02:13On peut avoir potentiellement un effet d'anticipation de la part de beaucoup d'entreprises
02:22parce qu'on va aller vers des marges plus comprimées du fait du choc sur les coûts énergétiques.
02:30Et comme souvent lorsqu'il y a compression des marges
02:33ou lorsqu'on s'attend à une compression des marges,
02:35vous avez tout un tas d'activités qui vont être immédiatement impactées
02:39quand les grandes entreprises ou même les petites entreprises vont revoir leur budget,
02:43vont revoir leur décision de dépense pour l'année 2026,
02:47il y a beaucoup d'activités de services qui vont souffrir dans ces cas-là.
02:51Donc je pense qu'il y a cet effet-là.
02:52Et puis il y a le deuxième effet qui est que le secteur des services
02:55est souvent plutôt dépendant de la consommation des ménages.
02:58On a des ménages qui aujourd'hui sont confrontés à un choc de pouvoir d'achat
03:03qui est maintenant de plus en plus avéré et qui en plus fait face à une dégradation du marché de
03:09l'emploi.
03:09Parce que c'était ça aussi la mauvaise nouvelle de ces dernières semaines concernant la France.
03:13C'est ce taux de chômage qui est repassé au-dessus d'un niveau de 8%.
03:17Donc si vous êtes tapé des deux côtés entre guillemets dans la demande inter-entreprise
03:23par l'anticipation de la compression des marges
03:25et sur la demande finale des ménages, une compression du pouvoir d'achat
03:29et un effet d'aptitude autour du marché de l'emploi,
03:32vous pouvez avoir cette dégradation quand même très forte, très brusque encore une fois
03:35de la confiance du secteur des services.
03:38On a un nouveau capitaine à la barre, à la Fed, c'est Kevin Warch
03:42qui va prendre donc officiellement ses fonctions sous peu.
03:45On voit qu'on est dans un contexte de taux très très tendu.
03:49Il arrive avec un cadeau pas forcément très très agréable.
03:54Cela dit, est-ce que lui-même, est-ce que Kevin Warch
03:56et le mal qu'on a à se faire de l'idée du bonhomme
04:00n'est pas un facteur aggravant pour la tendance sur les taux en ce moment, Gilles ?
04:05C'est peut-être le cas parce que ce qui distingue vraiment Kevin Warch
04:11de ses compétiteurs dans la course à la Fed,
04:15c'était cette focalisation absolue sur le bilan de la Fed,
04:20la taille du bilan de la Fed.
04:21Il a redit lors de ses entretiens de confirmation au Sénat,
04:25il s'est déclaré favorable par exemple à ce que la Fed
04:29remplace le portefeuille qu'elle détient sur la partie longue de la courbe
04:34vers la partie la plus courte.
04:36Et ça, le signal que ça donne simplement au marché,
04:39c'est de ne pas s'attendre du tout à le moindre support de la Fed
04:45sur les taux intérêts à long terme, sur les taux intérêts à 10 ans,
04:48sur les taux intérêts à 30 ans.
04:49Donc cette focalisation sur le bilan de la Fed
04:52vient vraiment à un très mauvais moment.

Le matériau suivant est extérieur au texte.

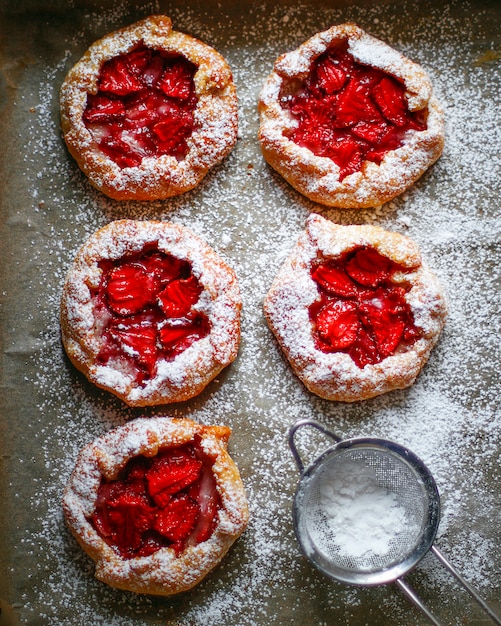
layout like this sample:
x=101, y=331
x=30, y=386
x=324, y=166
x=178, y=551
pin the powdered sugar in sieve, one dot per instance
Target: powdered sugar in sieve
x=364, y=510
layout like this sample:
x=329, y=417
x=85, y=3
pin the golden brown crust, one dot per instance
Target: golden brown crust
x=318, y=177
x=335, y=376
x=216, y=115
x=191, y=371
x=162, y=573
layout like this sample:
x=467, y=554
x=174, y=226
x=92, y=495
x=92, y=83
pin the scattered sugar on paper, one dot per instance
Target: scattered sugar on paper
x=451, y=415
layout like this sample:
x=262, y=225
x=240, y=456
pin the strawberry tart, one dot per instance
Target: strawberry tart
x=150, y=312
x=355, y=310
x=148, y=111
x=348, y=121
x=156, y=503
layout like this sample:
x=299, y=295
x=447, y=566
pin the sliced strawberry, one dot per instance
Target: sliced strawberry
x=369, y=268
x=116, y=78
x=165, y=267
x=140, y=342
x=172, y=133
x=372, y=132
x=177, y=80
x=347, y=153
x=364, y=350
x=152, y=71
x=390, y=98
x=349, y=112
x=387, y=327
x=205, y=493
x=171, y=472
x=335, y=280
x=330, y=76
x=337, y=324
x=181, y=333
x=138, y=60
x=179, y=296
x=100, y=517
x=130, y=516
x=102, y=108
x=354, y=105
x=130, y=288
x=177, y=518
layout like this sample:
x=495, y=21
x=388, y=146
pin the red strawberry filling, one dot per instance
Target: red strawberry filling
x=169, y=500
x=144, y=106
x=144, y=311
x=360, y=310
x=349, y=112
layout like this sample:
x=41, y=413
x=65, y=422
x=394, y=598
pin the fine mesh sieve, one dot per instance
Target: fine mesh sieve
x=367, y=511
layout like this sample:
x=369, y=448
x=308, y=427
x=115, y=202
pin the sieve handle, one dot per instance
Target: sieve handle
x=314, y=424
x=414, y=598
x=495, y=618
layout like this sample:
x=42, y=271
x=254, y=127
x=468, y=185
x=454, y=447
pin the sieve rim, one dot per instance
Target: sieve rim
x=396, y=569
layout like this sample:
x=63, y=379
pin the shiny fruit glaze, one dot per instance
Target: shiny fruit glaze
x=144, y=106
x=169, y=500
x=143, y=311
x=361, y=311
x=349, y=112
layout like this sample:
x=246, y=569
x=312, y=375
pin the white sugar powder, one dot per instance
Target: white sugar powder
x=363, y=516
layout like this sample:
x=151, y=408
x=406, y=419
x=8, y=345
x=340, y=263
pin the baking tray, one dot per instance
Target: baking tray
x=450, y=417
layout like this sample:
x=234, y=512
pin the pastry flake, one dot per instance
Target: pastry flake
x=355, y=310
x=348, y=121
x=150, y=312
x=156, y=503
x=148, y=111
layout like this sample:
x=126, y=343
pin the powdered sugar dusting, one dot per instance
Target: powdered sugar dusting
x=449, y=417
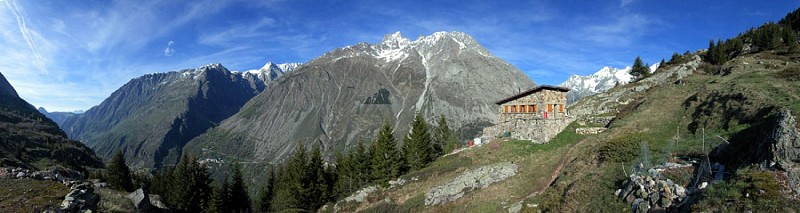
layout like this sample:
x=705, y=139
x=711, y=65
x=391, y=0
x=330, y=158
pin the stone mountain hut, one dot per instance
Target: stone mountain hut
x=538, y=114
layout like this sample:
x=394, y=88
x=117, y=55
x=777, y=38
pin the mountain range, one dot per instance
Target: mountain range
x=344, y=95
x=334, y=100
x=150, y=118
x=30, y=140
x=601, y=81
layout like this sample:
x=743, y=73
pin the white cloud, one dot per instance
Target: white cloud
x=26, y=33
x=621, y=31
x=169, y=51
x=624, y=3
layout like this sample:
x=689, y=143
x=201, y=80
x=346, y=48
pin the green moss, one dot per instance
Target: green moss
x=622, y=149
x=751, y=190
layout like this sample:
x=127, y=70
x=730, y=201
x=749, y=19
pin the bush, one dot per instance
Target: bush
x=622, y=149
x=750, y=190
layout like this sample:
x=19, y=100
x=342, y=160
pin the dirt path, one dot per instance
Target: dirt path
x=555, y=172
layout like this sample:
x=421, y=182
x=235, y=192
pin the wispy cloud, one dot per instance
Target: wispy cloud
x=169, y=51
x=26, y=33
x=624, y=3
x=620, y=31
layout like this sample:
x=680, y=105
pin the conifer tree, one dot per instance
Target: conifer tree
x=282, y=193
x=444, y=139
x=387, y=160
x=119, y=175
x=298, y=182
x=191, y=186
x=362, y=165
x=418, y=148
x=639, y=69
x=346, y=179
x=675, y=59
x=267, y=193
x=317, y=187
x=220, y=200
x=239, y=199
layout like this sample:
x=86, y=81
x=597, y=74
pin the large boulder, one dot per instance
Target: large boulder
x=140, y=200
x=474, y=179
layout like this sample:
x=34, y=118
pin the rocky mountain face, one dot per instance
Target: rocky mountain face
x=150, y=118
x=346, y=94
x=271, y=71
x=28, y=139
x=58, y=117
x=601, y=81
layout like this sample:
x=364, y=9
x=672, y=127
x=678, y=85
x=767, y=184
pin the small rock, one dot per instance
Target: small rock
x=515, y=207
x=703, y=185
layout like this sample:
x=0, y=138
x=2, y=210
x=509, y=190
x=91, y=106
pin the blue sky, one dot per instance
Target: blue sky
x=70, y=55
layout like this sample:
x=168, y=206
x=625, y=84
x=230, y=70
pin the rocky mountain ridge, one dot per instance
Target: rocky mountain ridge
x=28, y=139
x=601, y=81
x=344, y=95
x=151, y=117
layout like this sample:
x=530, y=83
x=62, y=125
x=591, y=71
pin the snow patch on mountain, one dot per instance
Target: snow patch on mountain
x=601, y=81
x=271, y=71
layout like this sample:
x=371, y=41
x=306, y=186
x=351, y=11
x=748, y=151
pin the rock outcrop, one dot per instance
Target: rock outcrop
x=152, y=117
x=346, y=94
x=81, y=198
x=652, y=191
x=478, y=178
x=612, y=100
x=774, y=143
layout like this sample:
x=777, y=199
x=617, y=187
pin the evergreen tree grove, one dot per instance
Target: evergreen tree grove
x=220, y=200
x=119, y=175
x=417, y=145
x=239, y=199
x=191, y=188
x=298, y=183
x=444, y=139
x=639, y=69
x=267, y=193
x=387, y=161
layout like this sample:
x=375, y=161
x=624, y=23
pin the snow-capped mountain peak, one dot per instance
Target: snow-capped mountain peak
x=395, y=41
x=271, y=71
x=601, y=81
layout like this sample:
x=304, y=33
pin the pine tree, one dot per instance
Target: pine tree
x=266, y=194
x=675, y=59
x=387, y=160
x=119, y=175
x=191, y=186
x=239, y=199
x=298, y=181
x=344, y=170
x=417, y=145
x=220, y=200
x=318, y=194
x=282, y=194
x=443, y=138
x=639, y=70
x=362, y=165
x=331, y=177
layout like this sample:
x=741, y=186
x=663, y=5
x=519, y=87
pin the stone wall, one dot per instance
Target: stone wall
x=536, y=130
x=541, y=100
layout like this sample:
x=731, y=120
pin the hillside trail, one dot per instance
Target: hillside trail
x=554, y=174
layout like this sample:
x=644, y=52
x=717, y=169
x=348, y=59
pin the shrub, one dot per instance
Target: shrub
x=622, y=149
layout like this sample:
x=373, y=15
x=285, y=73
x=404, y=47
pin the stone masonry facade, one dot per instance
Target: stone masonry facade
x=537, y=115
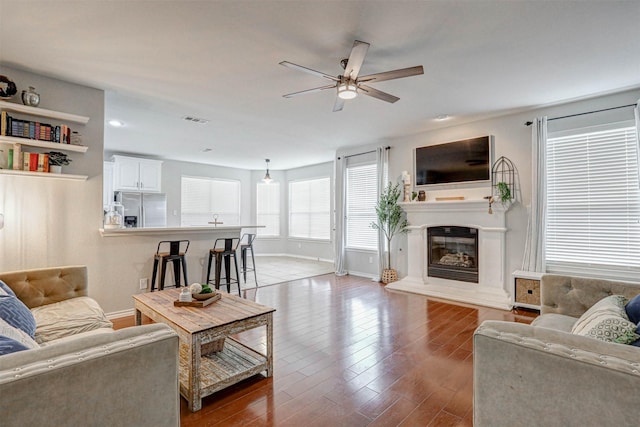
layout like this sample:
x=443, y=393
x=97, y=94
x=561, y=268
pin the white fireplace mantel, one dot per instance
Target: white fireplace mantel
x=492, y=287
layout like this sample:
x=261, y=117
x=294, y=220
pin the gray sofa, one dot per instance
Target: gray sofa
x=543, y=375
x=99, y=377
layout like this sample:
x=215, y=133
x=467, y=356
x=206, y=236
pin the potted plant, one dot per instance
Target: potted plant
x=391, y=220
x=504, y=192
x=57, y=160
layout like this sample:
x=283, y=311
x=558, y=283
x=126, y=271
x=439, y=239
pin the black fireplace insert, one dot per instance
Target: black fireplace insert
x=453, y=253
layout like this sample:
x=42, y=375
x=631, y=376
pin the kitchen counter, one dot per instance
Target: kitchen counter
x=122, y=232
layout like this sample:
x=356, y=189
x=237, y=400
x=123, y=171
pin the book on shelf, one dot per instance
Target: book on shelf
x=17, y=157
x=43, y=162
x=10, y=126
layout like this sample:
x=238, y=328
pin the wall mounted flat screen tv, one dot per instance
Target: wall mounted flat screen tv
x=459, y=161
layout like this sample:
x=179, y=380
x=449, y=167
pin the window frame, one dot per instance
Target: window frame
x=211, y=180
x=292, y=212
x=598, y=212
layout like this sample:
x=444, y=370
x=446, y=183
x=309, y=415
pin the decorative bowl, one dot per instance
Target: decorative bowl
x=202, y=297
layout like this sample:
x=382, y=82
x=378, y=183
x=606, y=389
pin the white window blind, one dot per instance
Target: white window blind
x=361, y=207
x=268, y=208
x=202, y=198
x=309, y=209
x=593, y=204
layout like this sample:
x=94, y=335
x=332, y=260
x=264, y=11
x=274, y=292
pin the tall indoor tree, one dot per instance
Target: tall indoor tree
x=391, y=221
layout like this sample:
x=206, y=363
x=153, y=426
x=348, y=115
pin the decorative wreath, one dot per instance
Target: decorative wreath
x=7, y=87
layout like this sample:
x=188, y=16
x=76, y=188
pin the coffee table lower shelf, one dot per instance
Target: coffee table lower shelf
x=219, y=370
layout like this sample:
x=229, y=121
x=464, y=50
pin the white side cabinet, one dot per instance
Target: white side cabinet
x=137, y=174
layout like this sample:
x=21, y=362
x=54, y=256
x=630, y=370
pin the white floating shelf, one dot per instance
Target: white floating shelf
x=44, y=175
x=41, y=112
x=43, y=144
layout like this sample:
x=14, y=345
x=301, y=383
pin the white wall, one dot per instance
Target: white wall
x=513, y=140
x=53, y=222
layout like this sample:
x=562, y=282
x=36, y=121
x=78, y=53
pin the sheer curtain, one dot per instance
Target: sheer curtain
x=636, y=114
x=382, y=163
x=534, y=248
x=340, y=191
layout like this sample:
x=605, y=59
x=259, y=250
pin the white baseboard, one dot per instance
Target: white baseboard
x=366, y=275
x=297, y=256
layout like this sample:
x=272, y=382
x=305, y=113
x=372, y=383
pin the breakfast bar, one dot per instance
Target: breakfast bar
x=131, y=250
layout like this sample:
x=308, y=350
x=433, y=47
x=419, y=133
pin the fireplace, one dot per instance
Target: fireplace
x=453, y=253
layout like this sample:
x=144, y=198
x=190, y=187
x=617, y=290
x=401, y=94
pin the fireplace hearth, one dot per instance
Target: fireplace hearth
x=453, y=253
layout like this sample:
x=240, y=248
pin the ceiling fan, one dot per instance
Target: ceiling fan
x=350, y=84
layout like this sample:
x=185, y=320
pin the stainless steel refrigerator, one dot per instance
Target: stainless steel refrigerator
x=143, y=210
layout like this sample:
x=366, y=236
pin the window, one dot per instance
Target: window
x=593, y=202
x=309, y=209
x=361, y=207
x=202, y=198
x=268, y=209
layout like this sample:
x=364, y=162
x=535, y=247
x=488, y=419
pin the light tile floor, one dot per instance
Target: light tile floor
x=277, y=269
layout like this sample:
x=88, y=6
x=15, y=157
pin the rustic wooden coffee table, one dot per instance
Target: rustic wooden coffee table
x=203, y=331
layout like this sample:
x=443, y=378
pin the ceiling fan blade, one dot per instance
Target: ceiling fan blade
x=304, y=92
x=390, y=75
x=356, y=58
x=368, y=90
x=308, y=70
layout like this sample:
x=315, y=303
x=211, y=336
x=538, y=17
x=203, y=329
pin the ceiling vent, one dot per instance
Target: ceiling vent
x=198, y=120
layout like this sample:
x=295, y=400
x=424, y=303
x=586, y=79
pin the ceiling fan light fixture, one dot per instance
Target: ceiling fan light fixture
x=267, y=177
x=347, y=90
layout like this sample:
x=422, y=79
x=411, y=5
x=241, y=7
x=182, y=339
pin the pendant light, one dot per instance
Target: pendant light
x=267, y=177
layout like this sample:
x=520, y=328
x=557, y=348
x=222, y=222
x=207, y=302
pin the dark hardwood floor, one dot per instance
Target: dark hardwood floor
x=350, y=353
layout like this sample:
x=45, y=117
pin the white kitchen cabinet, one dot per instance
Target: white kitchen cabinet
x=107, y=184
x=137, y=174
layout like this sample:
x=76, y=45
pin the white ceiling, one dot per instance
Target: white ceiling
x=161, y=60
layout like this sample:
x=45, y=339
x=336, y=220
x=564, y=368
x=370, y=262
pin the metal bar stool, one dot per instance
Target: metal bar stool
x=244, y=247
x=176, y=255
x=223, y=250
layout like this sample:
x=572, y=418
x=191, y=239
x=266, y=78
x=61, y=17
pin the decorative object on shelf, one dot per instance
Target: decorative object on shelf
x=76, y=138
x=113, y=219
x=7, y=88
x=502, y=182
x=30, y=97
x=57, y=160
x=267, y=177
x=391, y=220
x=406, y=180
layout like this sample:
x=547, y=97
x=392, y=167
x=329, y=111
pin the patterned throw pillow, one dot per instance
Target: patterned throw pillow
x=633, y=309
x=15, y=313
x=17, y=334
x=607, y=321
x=5, y=289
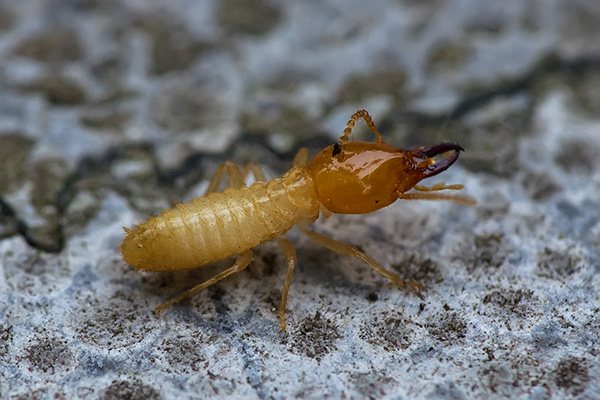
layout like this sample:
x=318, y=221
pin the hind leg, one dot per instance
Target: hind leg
x=347, y=250
x=290, y=256
x=242, y=262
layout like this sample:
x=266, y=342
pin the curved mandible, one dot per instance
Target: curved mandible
x=352, y=121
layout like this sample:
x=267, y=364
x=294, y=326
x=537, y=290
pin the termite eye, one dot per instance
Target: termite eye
x=337, y=149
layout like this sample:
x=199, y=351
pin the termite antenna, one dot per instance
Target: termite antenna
x=353, y=119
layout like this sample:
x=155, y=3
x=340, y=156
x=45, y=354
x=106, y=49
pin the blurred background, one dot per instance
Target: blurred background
x=111, y=111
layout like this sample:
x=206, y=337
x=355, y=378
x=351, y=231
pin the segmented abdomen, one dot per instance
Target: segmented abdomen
x=219, y=225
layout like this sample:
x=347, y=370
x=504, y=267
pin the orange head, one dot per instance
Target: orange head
x=361, y=177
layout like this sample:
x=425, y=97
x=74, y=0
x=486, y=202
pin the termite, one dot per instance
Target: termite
x=344, y=178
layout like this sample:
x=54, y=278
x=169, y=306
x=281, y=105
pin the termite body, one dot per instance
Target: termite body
x=346, y=177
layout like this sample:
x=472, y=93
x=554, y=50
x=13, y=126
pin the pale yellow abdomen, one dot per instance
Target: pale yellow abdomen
x=220, y=225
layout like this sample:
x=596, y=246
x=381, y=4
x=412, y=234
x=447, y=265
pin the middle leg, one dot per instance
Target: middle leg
x=242, y=262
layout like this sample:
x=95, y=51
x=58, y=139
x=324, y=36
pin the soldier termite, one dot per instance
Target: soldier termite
x=346, y=178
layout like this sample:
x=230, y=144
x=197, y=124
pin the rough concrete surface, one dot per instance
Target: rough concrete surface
x=111, y=111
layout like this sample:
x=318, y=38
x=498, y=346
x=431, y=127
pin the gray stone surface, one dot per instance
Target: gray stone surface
x=110, y=111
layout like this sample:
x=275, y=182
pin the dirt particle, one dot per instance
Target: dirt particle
x=248, y=18
x=48, y=354
x=315, y=337
x=571, y=375
x=52, y=45
x=173, y=46
x=390, y=331
x=486, y=251
x=516, y=301
x=14, y=150
x=184, y=354
x=449, y=328
x=577, y=156
x=359, y=87
x=130, y=390
x=423, y=270
x=371, y=385
x=555, y=263
x=446, y=56
x=58, y=89
x=540, y=186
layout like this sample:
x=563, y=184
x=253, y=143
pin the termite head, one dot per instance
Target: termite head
x=361, y=177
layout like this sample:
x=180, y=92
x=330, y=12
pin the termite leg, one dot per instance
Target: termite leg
x=438, y=186
x=347, y=250
x=466, y=200
x=290, y=256
x=353, y=119
x=236, y=177
x=242, y=262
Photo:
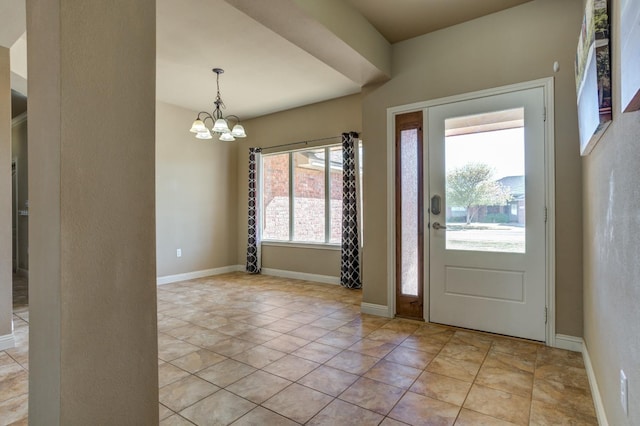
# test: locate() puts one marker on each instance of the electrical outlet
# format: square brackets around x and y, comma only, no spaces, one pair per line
[624,392]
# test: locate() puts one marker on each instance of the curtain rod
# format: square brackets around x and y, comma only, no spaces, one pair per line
[302,142]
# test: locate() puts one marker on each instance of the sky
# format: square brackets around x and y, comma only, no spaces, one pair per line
[503,150]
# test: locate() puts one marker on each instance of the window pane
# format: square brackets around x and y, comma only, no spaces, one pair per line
[309,195]
[486,182]
[410,211]
[335,179]
[275,197]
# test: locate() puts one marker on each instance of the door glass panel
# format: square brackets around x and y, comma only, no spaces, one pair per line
[409,178]
[484,161]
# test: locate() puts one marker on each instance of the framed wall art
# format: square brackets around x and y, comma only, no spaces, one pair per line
[593,75]
[630,55]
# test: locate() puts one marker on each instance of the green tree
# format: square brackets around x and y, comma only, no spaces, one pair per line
[472,186]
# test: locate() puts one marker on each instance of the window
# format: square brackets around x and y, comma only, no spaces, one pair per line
[302,196]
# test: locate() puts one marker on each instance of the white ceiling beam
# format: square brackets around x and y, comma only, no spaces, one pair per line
[330,30]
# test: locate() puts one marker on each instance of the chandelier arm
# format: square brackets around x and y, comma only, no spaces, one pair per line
[233,117]
[206,116]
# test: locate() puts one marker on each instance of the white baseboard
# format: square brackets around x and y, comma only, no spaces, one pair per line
[7,341]
[168,279]
[327,279]
[373,309]
[570,343]
[595,391]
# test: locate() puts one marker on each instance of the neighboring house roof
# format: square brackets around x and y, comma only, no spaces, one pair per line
[515,185]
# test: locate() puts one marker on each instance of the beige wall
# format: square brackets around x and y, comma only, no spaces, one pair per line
[611,194]
[516,45]
[196,192]
[92,213]
[20,153]
[320,120]
[5,194]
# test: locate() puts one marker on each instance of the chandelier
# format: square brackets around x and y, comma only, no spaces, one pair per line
[219,122]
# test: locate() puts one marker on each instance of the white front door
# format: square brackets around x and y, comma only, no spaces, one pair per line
[487,214]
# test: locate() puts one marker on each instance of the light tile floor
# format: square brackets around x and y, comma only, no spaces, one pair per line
[257,350]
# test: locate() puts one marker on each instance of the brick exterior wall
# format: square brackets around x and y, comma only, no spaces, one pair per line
[309,200]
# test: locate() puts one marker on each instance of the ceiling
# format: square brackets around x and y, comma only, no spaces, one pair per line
[275,55]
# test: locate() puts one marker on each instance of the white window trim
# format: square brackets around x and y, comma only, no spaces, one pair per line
[326,245]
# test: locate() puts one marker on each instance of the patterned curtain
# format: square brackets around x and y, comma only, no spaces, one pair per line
[350,258]
[253,242]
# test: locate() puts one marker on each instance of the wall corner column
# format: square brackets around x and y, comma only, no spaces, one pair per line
[92,273]
[6,306]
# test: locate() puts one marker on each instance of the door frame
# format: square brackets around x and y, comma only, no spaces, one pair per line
[547,85]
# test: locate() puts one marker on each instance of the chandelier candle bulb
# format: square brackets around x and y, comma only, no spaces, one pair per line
[220,124]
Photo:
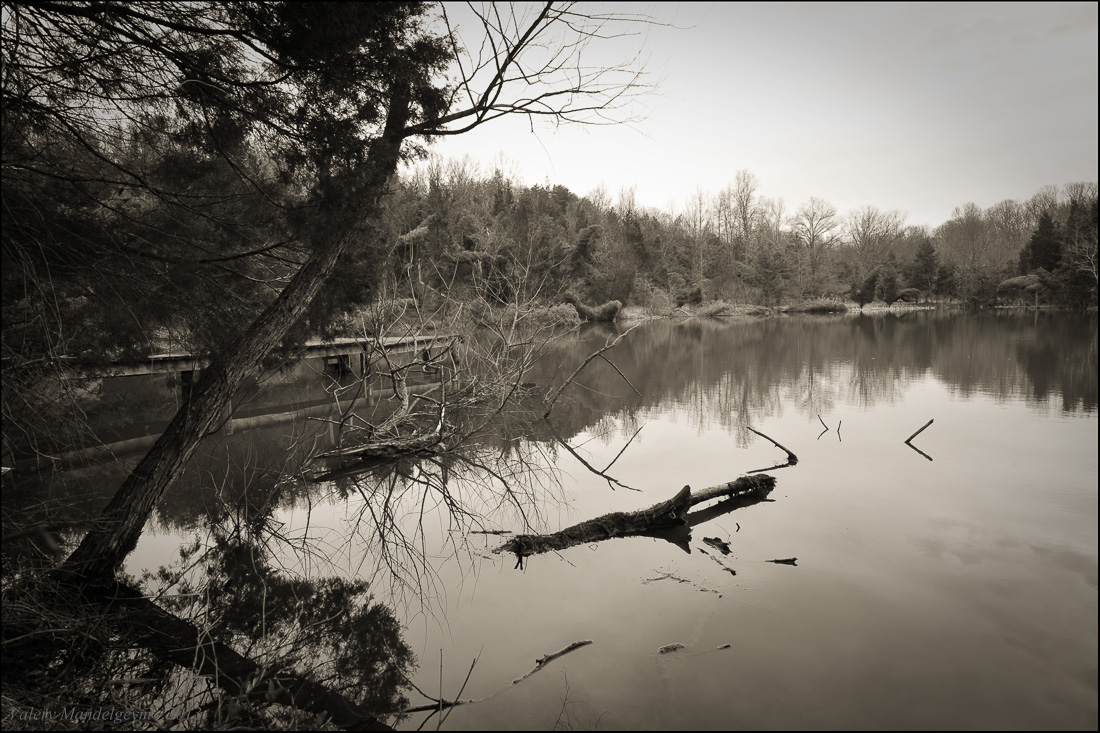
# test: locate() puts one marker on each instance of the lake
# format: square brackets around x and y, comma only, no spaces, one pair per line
[949,583]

04:54Moi j'ai toujours pensé que c'était quand même une des limites fortes
04:57du programme de Kevin Warch,
04:59qui en gros, si on résume très vite,
05:02était prêt à dire, je suis davantage favorable
05:06à des baisses de taux directeurs.
05:08En revanche, en même temps, je suis prêt à réduire de manière très forte
05:13la taille du bilan de la Fed.
05:14C'est plutôt l'inverse dont on a besoin aujourd'hui.
05:16Je pense que le marché vivrait mieux, entre parenthèses,
05:19avec une Fed qui dit, oui, écoutez,
05:23une augmentation de taux directeurs est tout à fait possible,
05:25tout à fait plausible, compte tenu du retour de l'inflation.
05:27Mais observant ce qui se passe sur les taux longs,
05:32on s'attendrait à leur part à une très grande prudence
05:34sur la politique du bilan.
05:36Et c'est l'inverse que Kevin Warch nous dit.
05:39Alors, il est très possible qu'une grande partie
05:41des propositions de Warch pendant sa campagne électorale,
05:44entre guillemets, n'était que cela,
05:46c'était un des propos de campagne,
05:47et qu'on verra comment il mettra effectivement en œuvre
05:50sa politique une fois qu'il est installé à la Fed.
05:54Et c'est vrai qu'il y a quand même ce point d'interrogation
05:56qui me paraît majeur sur le programme de Warch.
05:58Merci beaucoup, Gilles, de nous avoir accompagnés.
06:00Gilles Moec, le chef économiste du groupe AXA.
06:02Bonne fin de journée, Gilles, à Londres,
06:03d'où vous nous accompagnez régulièrement.